His version of Macbeth, first performed outside Japan in 1985 at the Edinburgh Festival, moved the Scottish setting to the Azuchi-Momoyama period of Japan in the late 16th century. Macbeth is a Samurai and Great Birnam Wood is a forest of cherry blossoms.
To the audience in Hong Kong, another standout feature of Ninagawa’s Macbeth is that it stars one of the most beloved television personalities of the 1980s. Tanaka played the lead character in Oshin. Shown on television throughout Asia, Oshin became a popular symbol for the perfect woman, the very opposite of Lady Macbeth.
“I don’t find it difficult to play Lady Macbeth. In fact, Macbeth and Lady Macbeth could be any couple anywhere who made bad decisions behind closed doors. It is really the most ordinary story,” she says. “What I found challenging at first was the formal movements required of traditional Japanese theatre. It is not easy balancing formality with realism.”

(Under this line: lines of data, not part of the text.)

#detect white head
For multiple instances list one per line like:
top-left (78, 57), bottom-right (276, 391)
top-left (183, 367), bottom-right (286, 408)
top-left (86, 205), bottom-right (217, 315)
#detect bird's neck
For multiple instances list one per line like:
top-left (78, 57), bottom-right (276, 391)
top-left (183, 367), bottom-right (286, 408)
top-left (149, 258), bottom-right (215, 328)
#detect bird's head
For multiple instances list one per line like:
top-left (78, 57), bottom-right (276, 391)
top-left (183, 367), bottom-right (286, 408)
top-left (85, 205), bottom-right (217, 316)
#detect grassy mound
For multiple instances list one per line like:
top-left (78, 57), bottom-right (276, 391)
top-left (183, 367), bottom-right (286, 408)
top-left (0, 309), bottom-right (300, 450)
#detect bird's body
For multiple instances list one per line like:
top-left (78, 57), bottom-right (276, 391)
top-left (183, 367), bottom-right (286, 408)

Ichimura believes that Ninagawa’s treatment of Macbeth is fundamentally different from how he staged other Shakespearean plays. It is entirely “Nipponised”.
“When I act in Richard III and Hamlet, I feel they are plays by the Bard. The Ninagawa Macbeth is different,” he says. “The original lines have really been cut back and the setting of a Buddhist altar really transforms it. I see it as an entirely Japanese play.”
Ninagawa Macbeth, Ninagawa Company, Grand Theatre, Hong Kong Cultural Centre, June 23-25, 2017. All tickets sold out but eight tickets with restricted view will be available for sale at the price of $160 at the box office of the Hong Kong Cultural Centre from 10am on the day of performance on a first come, first served basis.